Six years after Darfur made its appearance on the world stage, the horrific crisis burns on, as these panelists vividly attest. In a forum companion to the traveling exhibit DARFUR/DARFUR, the speakers provide big picture political context, as well as actual images from the field.

Note: This lecture contains descriptions and images of horrific war crimes which may be difficult for some to view.

While the conflict may no longer be “hot news,” the “genocidal years are continuing,” says Robert Rotberg. Three million Darfuris are languishing in refugee camps on the border with Chad and in their own country. The leader of this desert nation, President Omar al-Bashir, has been accused by the International Court of war crimes, yet militias under his direction, including the feared Janjaweed, continue to rain death down on villages and refugee camps. Neither the world’s condemnation, nor a multilateral force, has stopped the violence. China’s support of Sudan (with its rich oil fields) presents another obstacle to peace. Rotberg worries about the appointment by President Obama of a special envoy, J. Scott Gration, who “has made welcoming noises to Bashir…offering carrots without carrying a big stick.” A plan for peace, says Rotberg, should include a ban on overflights; dismantling of the Janjaweed and all the militias, and their repatriation into village life; a mechanism for power-sharing at all levels; compensation for genocide; and support for reconstruction.

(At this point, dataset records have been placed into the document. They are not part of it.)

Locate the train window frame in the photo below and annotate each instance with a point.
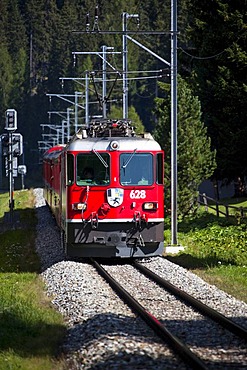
(70, 177)
(159, 169)
(97, 162)
(141, 179)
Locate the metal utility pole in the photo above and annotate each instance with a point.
(173, 122)
(104, 49)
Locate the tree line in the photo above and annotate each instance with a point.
(37, 39)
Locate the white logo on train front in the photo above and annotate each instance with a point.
(115, 196)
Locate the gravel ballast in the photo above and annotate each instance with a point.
(103, 333)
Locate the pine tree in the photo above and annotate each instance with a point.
(217, 31)
(196, 160)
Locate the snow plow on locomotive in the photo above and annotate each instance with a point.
(105, 189)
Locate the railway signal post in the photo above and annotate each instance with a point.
(11, 126)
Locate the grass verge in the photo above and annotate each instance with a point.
(30, 329)
(215, 249)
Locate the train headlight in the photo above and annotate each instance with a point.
(79, 206)
(150, 206)
(114, 145)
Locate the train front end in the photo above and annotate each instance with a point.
(113, 197)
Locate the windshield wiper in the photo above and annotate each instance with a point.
(100, 158)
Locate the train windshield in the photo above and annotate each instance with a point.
(92, 169)
(136, 168)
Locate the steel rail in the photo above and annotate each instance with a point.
(204, 309)
(177, 345)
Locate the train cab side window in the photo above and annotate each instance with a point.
(159, 169)
(70, 169)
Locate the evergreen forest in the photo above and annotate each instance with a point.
(47, 47)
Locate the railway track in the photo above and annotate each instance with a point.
(178, 346)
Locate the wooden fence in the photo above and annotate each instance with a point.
(217, 207)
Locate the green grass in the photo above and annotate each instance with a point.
(215, 249)
(30, 329)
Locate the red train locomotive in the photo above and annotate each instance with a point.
(105, 188)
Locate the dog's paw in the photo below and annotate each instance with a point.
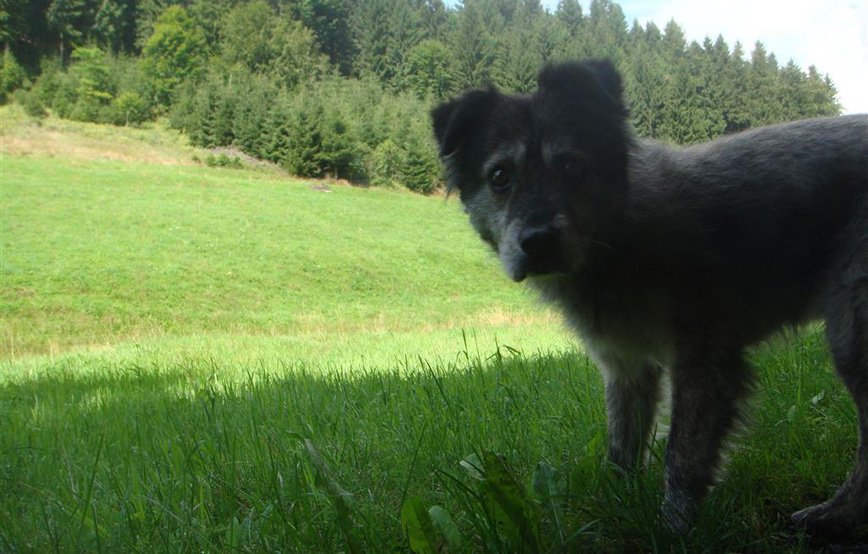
(833, 520)
(678, 516)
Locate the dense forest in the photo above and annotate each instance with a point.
(343, 87)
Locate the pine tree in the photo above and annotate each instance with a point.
(472, 48)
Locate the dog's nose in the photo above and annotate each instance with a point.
(540, 242)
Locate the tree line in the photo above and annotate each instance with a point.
(343, 88)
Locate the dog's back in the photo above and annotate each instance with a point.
(741, 234)
(676, 257)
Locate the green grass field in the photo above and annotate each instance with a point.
(204, 360)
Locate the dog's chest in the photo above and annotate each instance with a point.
(620, 332)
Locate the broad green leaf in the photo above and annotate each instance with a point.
(416, 523)
(509, 504)
(444, 526)
(473, 466)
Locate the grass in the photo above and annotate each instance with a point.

Susannah Sirkin and her investigators from Physicians for Human Rights (PHR) are among those who have documented the Sudanese government’s atrocities against the people of Darfur. People have been bombed, strafed and burnt out of their villages. Says Sirkin, “The government of Sudan knew full well what would happen when hundreds of thousands of people were forced out of their homes, knew they wouldn’t make it to a place where they could receive the basic necessities of survival.”

In spite of harrowing conditions, including the regime’s persecution of aid workers, PHR has collected ample evidence of “the crime of mass rape as a weapon in this war,” a crime that goes on even at the refugee camps. The peaceful pre-war existence of women, tending animals, family and farming, is brutally shattered when militias massacre their families, and assault them sexually. PHR doctors describe their suffering as “unimaginable.” Sirkin recounts the tragic story of one 18-year-old, whose experiences stand for the thousands who endure comparable horrors.

The finale of the panel is a slideshow by photojournalist Marcus Bleasdale of his 12 trips to Darfur in the past six years. He captures the fear -- entire communities huddled under trees for fear of detection by government planes – and the aftermath of Janjaweed attacks. There are charred villages, bodies left to rot in the sun and people burned by white phosphorus, dumped by helicopter. At the camps, there are child soldiers with amputated limbs, starving mothers and babies, and long lines for the plastic bottles of water provided by aid agencies. Says Bleasdale, “These aren’t singular stories; they’re happening thousands of times, in every village.”